In chapter forty-seven, Jo’s Will, Jo, the homeless boy dies of
pneumonia. Jo’s sickness also almost caused Esther to catch the disease, and
later apologizes for it by asking Snagby to confer a letter for him to Esther.
Jo’s death was dicken’s portrayal of innocent children dying. He implies that
England at the time was callous of death by people who are homeless and living
in the streets. In this scene, Dicken’s explores a graver issue. He was
showing, in fact, calling to social consciousness, whether England has really
transformed as this creature that it neglects its responsibilities. Again,
Dickens was criticizing the incompetency of the courts—through the overall
effect of the red tapes and bureaucratic control of the institutions that
should have resolve conflicts. In this case, Dickens examines a larger
perspective of death in contrast to the individual deaths of Tom J. and Nemo.

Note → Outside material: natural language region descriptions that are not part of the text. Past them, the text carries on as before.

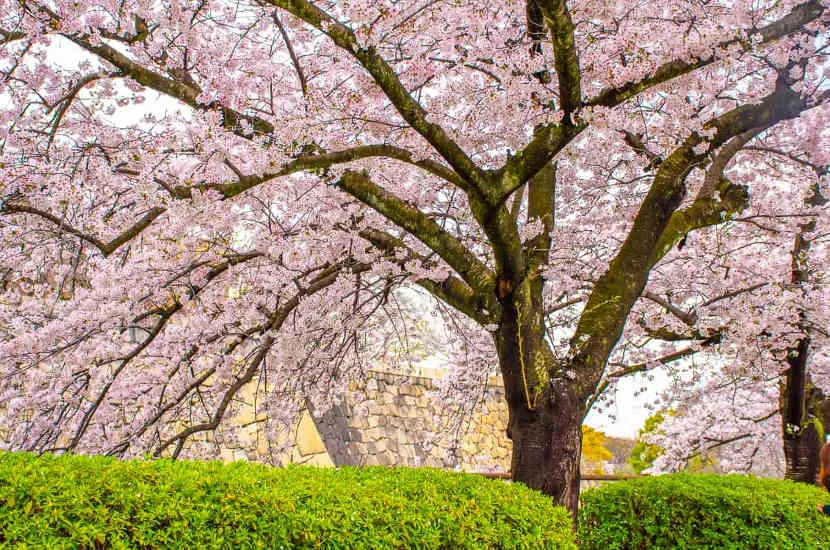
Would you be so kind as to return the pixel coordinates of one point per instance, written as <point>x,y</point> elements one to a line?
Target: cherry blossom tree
<point>198,197</point>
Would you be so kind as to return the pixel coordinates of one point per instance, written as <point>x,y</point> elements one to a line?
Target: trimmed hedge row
<point>96,502</point>
<point>703,511</point>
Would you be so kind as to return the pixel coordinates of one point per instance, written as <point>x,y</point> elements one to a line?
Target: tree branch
<point>566,61</point>
<point>106,248</point>
<point>388,81</point>
<point>474,273</point>
<point>451,290</point>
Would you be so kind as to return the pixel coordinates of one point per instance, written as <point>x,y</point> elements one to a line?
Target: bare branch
<point>794,21</point>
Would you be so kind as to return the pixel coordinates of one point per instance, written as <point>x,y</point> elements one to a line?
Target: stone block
<point>375,447</point>
<point>307,438</point>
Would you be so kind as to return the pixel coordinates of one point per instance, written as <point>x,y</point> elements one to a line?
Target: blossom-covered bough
<point>201,196</point>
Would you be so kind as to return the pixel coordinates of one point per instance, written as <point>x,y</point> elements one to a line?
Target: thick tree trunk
<point>801,438</point>
<point>547,444</point>
<point>545,415</point>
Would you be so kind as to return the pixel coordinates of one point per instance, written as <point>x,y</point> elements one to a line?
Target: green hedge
<point>95,502</point>
<point>703,511</point>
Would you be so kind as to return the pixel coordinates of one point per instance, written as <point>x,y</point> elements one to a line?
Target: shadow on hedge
<point>95,502</point>
<point>703,511</point>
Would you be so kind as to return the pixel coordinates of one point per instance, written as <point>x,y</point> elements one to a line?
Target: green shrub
<point>703,511</point>
<point>96,502</point>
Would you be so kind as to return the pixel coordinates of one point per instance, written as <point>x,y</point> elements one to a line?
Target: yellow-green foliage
<point>94,502</point>
<point>684,511</point>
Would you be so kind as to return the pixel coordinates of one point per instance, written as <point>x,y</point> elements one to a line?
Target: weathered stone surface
<point>390,419</point>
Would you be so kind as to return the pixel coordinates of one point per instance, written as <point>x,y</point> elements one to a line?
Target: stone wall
<point>391,419</point>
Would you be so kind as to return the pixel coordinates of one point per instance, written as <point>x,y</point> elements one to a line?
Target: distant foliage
<point>81,502</point>
<point>703,511</point>
<point>594,452</point>
<point>643,454</point>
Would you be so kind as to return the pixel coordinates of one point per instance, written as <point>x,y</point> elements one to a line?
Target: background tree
<point>533,167</point>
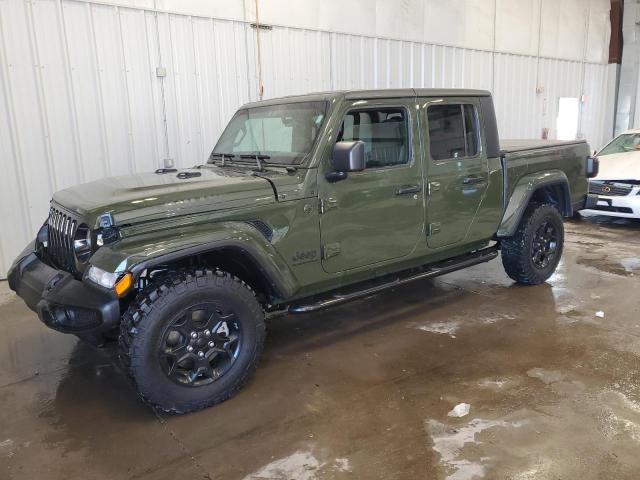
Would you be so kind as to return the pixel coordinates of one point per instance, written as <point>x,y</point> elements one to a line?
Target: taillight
<point>593,167</point>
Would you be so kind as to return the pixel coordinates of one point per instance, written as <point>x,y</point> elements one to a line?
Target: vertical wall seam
<point>42,108</point>
<point>98,79</point>
<point>163,99</point>
<point>151,76</point>
<point>127,94</point>
<point>73,110</point>
<point>199,101</point>
<point>18,157</point>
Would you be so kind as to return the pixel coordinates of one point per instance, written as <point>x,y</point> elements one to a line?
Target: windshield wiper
<point>258,158</point>
<point>223,156</point>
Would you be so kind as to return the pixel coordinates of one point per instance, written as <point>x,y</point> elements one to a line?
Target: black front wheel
<point>192,339</point>
<point>532,254</point>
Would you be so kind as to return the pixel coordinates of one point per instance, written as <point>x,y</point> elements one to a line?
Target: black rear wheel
<point>192,339</point>
<point>532,254</point>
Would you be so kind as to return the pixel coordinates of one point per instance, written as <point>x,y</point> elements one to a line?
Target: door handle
<point>408,190</point>
<point>472,180</point>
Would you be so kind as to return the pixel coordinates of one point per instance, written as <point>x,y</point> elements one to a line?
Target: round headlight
<point>82,242</point>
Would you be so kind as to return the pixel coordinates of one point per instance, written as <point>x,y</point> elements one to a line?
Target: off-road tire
<point>517,250</point>
<point>155,307</point>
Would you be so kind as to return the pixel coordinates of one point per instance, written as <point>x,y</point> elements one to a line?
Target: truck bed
<point>509,146</point>
<point>523,158</point>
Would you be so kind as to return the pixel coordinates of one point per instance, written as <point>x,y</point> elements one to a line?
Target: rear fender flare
<point>524,191</point>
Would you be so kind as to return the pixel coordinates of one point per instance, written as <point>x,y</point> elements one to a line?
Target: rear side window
<point>384,132</point>
<point>454,131</point>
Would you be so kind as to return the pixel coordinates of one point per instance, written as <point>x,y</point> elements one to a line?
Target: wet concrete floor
<point>364,390</point>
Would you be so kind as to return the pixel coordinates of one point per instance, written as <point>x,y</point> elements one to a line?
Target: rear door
<point>457,173</point>
<point>377,214</point>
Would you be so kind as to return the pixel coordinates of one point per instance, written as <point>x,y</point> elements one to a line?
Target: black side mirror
<point>346,157</point>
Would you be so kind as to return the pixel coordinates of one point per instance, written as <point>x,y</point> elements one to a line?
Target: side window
<point>384,132</point>
<point>453,131</point>
<point>472,130</point>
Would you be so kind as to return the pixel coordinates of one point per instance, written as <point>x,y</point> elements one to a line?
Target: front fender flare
<point>137,253</point>
<point>522,193</point>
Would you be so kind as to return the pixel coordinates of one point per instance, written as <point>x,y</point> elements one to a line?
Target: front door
<point>457,175</point>
<point>377,214</point>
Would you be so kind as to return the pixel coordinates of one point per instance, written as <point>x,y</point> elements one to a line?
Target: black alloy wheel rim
<point>545,245</point>
<point>200,345</point>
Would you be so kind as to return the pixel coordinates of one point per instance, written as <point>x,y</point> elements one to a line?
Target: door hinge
<point>330,250</point>
<point>327,204</point>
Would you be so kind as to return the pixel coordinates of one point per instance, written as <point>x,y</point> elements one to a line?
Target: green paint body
<point>327,235</point>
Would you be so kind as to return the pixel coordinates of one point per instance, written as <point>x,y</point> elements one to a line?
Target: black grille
<point>62,230</point>
<point>609,189</point>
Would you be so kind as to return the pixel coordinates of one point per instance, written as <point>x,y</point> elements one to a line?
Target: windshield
<point>278,133</point>
<point>627,142</point>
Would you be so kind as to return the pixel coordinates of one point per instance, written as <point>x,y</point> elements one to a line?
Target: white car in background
<point>617,184</point>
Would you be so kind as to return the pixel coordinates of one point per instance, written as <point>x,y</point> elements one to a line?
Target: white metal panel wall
<point>81,99</point>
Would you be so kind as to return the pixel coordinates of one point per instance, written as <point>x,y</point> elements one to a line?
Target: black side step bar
<point>431,271</point>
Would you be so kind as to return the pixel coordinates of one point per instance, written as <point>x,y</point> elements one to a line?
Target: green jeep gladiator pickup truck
<point>304,203</point>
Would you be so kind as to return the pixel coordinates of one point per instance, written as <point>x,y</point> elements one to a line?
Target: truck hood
<point>619,166</point>
<point>148,195</point>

Jo’s death was more of a social symbolism.
Finally, in chapter
sixty-five, Down in Lincolnshire, the
perennial case of Jarndyce and Jarndyce comes to an end as the court dismisses
it. It was found that the new will was irrelevant in the first place. Those who
were trying to pin their hopes with it for a long time would be immeasurably
disappointed such as the case of Richard. Richard has been a ward of Chancery
in the case, but is irresponsible and inconstant. Tormented that he gets
nothing, he dies due to the imprudence in putting too much faith in the case.
In the end Richard asks forgiveness of John Jarndyce and Ada Clare, his lover.
Richard’s death was a foreshadowing
orchestrated by Dickens. The Bleak House ran
as a serial and readers would like to know in the end how the Jarndyce and
Jarndyce case would be resolved. Many hoping the courts would do their
resolution. But the readers, like Richard, would be disappointed—as was the
primary intention of the author. The death scene here was the exclamation mark
against the Chauncery courts, indicating how their imprudence negatively
affects society as a whole. Therefore, Bleak
House meant exactly its title. The world at the time was seeing such a bleak
time wherein death is used as a haunting spectre and surrender. Death was used
to instigate fear and admonition to people who pin their hopes to institutions
that are incompetent and is therefore calling for reform. In this regard, the
death scene of Richard is an indirect call for change.